Step-by-step explanation:
To find the fourth vertex of a rectangle with given vertices (w,v), (w,z), and (z,z), we need to understand the properties of a rectangle. A rectangle is a quadrilateral with opposite sides that are equal in length and all angles are right angles. Given the coordinates of the three vertices, we can determine that one pair of opposite sides are vertical lines (w coordinate is the same) and the other pair are horizontal lines (z coordinate is the same).

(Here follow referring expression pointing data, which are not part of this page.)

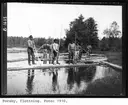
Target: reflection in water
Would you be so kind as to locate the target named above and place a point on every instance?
(30, 81)
(77, 75)
(76, 80)
(55, 79)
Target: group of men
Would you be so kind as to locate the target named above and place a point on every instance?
(74, 50)
(32, 48)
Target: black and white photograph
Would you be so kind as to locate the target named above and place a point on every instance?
(64, 49)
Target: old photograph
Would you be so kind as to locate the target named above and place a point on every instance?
(64, 49)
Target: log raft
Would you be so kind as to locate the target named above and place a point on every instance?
(37, 67)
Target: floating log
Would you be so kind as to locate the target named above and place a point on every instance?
(112, 65)
(60, 59)
(37, 67)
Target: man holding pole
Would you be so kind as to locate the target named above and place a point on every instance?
(71, 50)
(31, 48)
(55, 51)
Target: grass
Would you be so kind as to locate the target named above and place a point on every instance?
(113, 57)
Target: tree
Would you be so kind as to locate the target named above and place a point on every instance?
(113, 34)
(113, 31)
(82, 31)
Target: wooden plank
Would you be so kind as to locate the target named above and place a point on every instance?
(36, 67)
(112, 65)
(60, 59)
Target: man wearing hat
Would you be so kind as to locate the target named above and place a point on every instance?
(55, 51)
(30, 49)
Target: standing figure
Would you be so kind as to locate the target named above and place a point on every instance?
(55, 51)
(71, 51)
(80, 51)
(89, 48)
(30, 50)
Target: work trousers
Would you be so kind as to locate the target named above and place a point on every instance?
(31, 55)
(71, 55)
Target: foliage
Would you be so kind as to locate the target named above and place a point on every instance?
(82, 31)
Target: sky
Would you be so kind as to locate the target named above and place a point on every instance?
(51, 20)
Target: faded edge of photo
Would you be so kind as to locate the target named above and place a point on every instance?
(4, 49)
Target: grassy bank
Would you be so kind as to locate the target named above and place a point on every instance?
(113, 57)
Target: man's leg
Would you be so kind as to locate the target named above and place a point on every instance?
(69, 57)
(53, 58)
(33, 58)
(29, 53)
(57, 58)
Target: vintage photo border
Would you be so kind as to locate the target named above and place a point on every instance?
(4, 50)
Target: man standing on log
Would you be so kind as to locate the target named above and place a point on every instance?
(71, 51)
(55, 51)
(31, 48)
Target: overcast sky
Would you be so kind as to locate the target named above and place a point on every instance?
(51, 20)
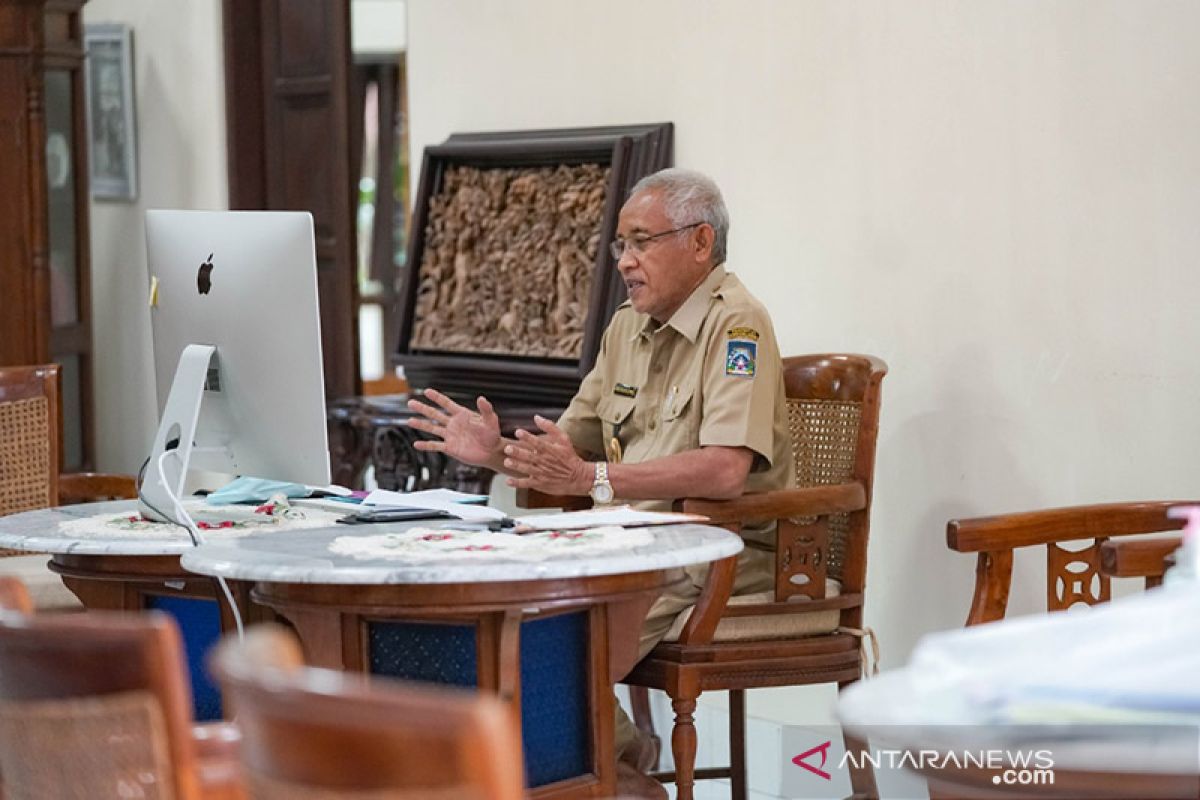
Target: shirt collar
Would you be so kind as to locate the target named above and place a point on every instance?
(690, 316)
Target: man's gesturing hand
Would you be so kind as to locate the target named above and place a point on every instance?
(549, 462)
(473, 438)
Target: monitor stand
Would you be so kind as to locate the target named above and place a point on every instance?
(177, 431)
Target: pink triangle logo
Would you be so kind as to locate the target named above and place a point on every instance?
(816, 770)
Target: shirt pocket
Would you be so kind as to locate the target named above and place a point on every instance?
(678, 409)
(616, 420)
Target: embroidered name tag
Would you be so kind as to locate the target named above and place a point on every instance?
(739, 358)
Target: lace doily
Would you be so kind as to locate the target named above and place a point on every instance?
(221, 521)
(442, 543)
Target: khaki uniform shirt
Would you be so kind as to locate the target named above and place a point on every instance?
(711, 376)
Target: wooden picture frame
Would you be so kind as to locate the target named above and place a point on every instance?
(628, 152)
(112, 121)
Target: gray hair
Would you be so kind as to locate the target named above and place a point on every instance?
(690, 197)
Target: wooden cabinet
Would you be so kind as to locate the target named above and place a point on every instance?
(45, 280)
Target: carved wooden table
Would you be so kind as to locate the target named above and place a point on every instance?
(552, 635)
(373, 431)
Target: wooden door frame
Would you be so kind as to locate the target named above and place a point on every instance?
(251, 54)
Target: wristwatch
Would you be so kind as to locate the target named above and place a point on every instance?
(601, 489)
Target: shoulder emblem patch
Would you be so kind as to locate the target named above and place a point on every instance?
(745, 334)
(739, 358)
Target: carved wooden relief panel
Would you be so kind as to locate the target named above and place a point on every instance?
(509, 260)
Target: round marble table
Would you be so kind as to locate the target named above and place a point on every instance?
(550, 631)
(129, 570)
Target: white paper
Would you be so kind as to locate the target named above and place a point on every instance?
(385, 498)
(622, 516)
(435, 499)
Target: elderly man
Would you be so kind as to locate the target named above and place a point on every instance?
(685, 398)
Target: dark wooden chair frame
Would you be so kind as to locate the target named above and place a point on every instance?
(1073, 576)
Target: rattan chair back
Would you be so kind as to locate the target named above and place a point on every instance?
(29, 438)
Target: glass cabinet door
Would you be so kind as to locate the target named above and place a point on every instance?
(70, 337)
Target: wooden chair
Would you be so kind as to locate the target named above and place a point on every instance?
(316, 733)
(97, 705)
(1073, 576)
(30, 446)
(29, 473)
(809, 629)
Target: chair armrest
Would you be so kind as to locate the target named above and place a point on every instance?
(535, 499)
(1138, 558)
(780, 504)
(714, 596)
(1007, 531)
(90, 487)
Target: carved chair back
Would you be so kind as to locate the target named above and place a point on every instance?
(94, 705)
(1080, 554)
(833, 410)
(315, 733)
(29, 438)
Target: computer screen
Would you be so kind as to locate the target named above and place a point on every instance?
(243, 283)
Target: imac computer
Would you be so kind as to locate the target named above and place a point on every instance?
(237, 352)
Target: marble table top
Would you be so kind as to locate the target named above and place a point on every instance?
(37, 531)
(304, 557)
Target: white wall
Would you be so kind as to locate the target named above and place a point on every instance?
(997, 198)
(179, 83)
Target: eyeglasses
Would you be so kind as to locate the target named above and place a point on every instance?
(637, 244)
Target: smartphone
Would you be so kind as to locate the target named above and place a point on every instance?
(394, 515)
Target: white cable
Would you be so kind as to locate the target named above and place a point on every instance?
(197, 539)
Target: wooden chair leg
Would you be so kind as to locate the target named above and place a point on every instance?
(683, 745)
(643, 717)
(737, 744)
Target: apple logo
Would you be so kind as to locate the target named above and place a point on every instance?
(203, 278)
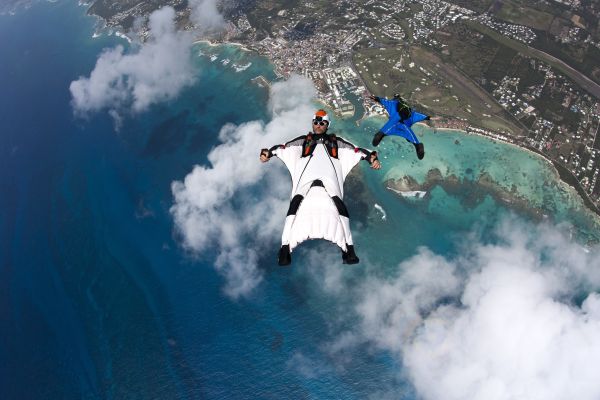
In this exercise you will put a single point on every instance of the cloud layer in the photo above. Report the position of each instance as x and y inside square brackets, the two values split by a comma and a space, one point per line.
[503, 322]
[223, 205]
[156, 72]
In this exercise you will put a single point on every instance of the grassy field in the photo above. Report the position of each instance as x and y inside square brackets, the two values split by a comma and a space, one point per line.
[517, 12]
[431, 84]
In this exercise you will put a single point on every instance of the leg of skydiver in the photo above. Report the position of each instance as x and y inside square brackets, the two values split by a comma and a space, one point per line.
[348, 256]
[377, 138]
[410, 136]
[285, 257]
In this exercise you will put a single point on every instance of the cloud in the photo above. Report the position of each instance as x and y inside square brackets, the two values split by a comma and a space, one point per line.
[154, 72]
[205, 15]
[504, 321]
[235, 204]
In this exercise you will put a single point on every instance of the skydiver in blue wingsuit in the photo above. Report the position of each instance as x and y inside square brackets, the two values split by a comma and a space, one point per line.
[401, 118]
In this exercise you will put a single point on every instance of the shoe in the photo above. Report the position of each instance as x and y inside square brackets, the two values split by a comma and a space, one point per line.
[349, 256]
[420, 150]
[285, 258]
[377, 138]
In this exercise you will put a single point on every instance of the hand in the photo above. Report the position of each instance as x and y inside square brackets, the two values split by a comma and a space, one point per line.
[264, 155]
[375, 164]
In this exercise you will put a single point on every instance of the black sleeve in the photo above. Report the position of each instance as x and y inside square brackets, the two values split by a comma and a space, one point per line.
[294, 142]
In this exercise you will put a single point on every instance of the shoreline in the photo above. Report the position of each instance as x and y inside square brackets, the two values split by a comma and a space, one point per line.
[216, 44]
[563, 173]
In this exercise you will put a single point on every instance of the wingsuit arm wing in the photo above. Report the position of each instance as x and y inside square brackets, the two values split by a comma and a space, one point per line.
[350, 155]
[417, 117]
[288, 152]
[389, 105]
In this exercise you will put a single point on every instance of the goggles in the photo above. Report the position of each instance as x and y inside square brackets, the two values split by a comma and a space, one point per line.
[320, 121]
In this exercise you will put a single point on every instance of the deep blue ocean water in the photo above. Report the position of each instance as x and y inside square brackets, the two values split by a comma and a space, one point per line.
[97, 298]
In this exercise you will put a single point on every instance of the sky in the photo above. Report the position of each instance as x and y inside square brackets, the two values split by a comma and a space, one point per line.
[516, 317]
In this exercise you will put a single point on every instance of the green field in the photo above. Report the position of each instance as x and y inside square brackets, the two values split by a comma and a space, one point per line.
[517, 12]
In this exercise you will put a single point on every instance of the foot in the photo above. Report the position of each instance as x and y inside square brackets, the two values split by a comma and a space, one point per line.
[377, 138]
[285, 257]
[420, 150]
[349, 256]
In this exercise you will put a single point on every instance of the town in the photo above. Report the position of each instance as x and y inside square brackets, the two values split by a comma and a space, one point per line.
[473, 65]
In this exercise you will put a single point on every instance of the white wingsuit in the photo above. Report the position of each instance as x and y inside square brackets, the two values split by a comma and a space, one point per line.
[318, 165]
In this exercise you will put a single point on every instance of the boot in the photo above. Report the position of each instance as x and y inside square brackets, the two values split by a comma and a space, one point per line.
[420, 150]
[349, 256]
[377, 138]
[285, 257]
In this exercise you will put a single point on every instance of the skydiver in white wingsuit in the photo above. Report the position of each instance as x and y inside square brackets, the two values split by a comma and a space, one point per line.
[318, 163]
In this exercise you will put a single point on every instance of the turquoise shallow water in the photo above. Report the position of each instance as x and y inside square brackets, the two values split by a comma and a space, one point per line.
[99, 300]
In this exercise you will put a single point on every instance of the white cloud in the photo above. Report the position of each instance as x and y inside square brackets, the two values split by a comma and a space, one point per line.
[499, 323]
[156, 72]
[236, 204]
[205, 15]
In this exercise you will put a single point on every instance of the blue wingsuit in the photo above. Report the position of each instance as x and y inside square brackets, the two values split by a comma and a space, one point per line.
[395, 125]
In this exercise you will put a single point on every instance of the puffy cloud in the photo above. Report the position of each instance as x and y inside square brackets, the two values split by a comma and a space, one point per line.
[205, 15]
[217, 206]
[157, 71]
[502, 322]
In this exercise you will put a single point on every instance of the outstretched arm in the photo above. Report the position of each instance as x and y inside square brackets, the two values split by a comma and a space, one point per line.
[375, 98]
[350, 155]
[288, 152]
[417, 117]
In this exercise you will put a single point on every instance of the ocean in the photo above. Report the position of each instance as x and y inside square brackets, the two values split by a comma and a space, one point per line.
[100, 300]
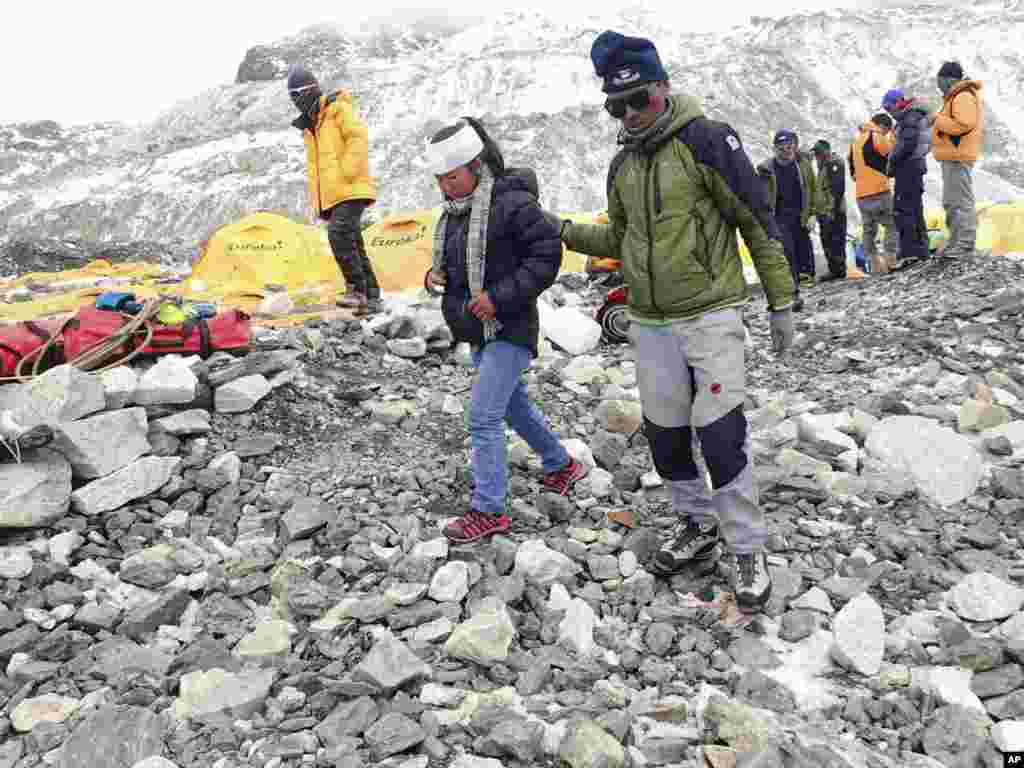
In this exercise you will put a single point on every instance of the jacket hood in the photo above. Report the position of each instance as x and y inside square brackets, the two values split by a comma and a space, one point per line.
[517, 179]
[964, 85]
[304, 122]
[685, 110]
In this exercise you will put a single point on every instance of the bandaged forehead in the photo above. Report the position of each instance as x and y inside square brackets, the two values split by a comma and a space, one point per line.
[458, 150]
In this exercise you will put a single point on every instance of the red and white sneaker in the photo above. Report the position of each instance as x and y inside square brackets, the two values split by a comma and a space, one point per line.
[475, 525]
[563, 480]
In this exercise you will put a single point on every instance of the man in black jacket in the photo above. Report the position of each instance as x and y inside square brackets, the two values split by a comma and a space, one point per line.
[495, 253]
[833, 228]
[907, 164]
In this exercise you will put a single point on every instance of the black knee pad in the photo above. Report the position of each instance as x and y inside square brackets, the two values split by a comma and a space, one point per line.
[722, 443]
[672, 449]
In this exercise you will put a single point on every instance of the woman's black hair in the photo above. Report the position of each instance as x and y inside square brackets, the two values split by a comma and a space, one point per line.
[492, 154]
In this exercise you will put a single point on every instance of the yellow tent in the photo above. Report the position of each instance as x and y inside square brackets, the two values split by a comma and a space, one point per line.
[400, 248]
[266, 251]
[1000, 226]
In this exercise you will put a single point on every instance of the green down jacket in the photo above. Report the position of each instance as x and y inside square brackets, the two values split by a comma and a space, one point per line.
[674, 208]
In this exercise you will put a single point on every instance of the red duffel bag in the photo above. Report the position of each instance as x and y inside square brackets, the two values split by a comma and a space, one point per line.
[228, 331]
[20, 340]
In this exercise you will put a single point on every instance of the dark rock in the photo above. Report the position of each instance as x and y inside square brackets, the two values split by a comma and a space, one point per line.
[114, 737]
[144, 619]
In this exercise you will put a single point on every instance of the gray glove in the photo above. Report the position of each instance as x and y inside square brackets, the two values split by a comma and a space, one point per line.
[555, 220]
[781, 330]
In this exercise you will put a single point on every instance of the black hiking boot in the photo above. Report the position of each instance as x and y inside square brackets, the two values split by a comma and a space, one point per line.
[688, 546]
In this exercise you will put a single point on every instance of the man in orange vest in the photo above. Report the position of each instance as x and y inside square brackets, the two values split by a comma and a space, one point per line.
[957, 133]
[340, 184]
[866, 160]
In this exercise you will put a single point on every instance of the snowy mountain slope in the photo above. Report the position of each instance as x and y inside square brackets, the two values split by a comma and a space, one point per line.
[230, 150]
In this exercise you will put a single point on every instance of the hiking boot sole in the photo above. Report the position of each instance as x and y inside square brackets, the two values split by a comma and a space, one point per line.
[754, 605]
[458, 541]
[697, 568]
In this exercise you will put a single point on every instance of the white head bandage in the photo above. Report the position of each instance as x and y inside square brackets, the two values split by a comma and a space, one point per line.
[459, 148]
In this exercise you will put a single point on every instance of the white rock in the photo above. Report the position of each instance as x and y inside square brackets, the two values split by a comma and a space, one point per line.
[581, 452]
[585, 370]
[948, 684]
[15, 562]
[64, 393]
[62, 545]
[440, 695]
[821, 430]
[1008, 735]
[137, 479]
[35, 493]
[102, 443]
[859, 632]
[624, 417]
[814, 599]
[155, 762]
[196, 421]
[568, 328]
[983, 597]
[945, 467]
[167, 383]
[576, 631]
[242, 394]
[485, 637]
[601, 482]
[536, 562]
[229, 464]
[628, 563]
[119, 386]
[451, 583]
[434, 548]
[409, 348]
[48, 708]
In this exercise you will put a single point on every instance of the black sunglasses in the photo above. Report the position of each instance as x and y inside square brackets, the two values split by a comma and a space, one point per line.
[637, 101]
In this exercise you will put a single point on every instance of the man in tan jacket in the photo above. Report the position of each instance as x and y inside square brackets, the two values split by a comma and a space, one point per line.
[957, 133]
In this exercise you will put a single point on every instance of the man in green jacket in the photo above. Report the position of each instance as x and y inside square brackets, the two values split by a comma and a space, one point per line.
[677, 194]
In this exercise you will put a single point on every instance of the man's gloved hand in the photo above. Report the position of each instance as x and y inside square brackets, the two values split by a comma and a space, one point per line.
[781, 330]
[555, 220]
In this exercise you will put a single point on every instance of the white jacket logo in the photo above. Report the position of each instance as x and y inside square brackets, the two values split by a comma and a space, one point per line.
[625, 76]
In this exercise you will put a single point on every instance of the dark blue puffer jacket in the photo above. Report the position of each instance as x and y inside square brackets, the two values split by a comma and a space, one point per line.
[913, 140]
[524, 254]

Since we have one vertex at (w,v) and another at (w,z), these two vertices share the same x-coordinate, which means they are vertically aligned. Consequently, the missing vertex must also be vertically aligned with the third given vertex at (z,z). Therefore, the missing vertex will have the same x-coordinate as the (z,z) vertex, which is z.
Next, we need to match the y-coordinate of the missing vertex with that of the (w,v) vertex since they are supposed to be horizontally aligned in the rectangle. As a result, the y-coordinate of the fourth vertex will be v.
The fourth vertex of the rectangle is thus (z, v).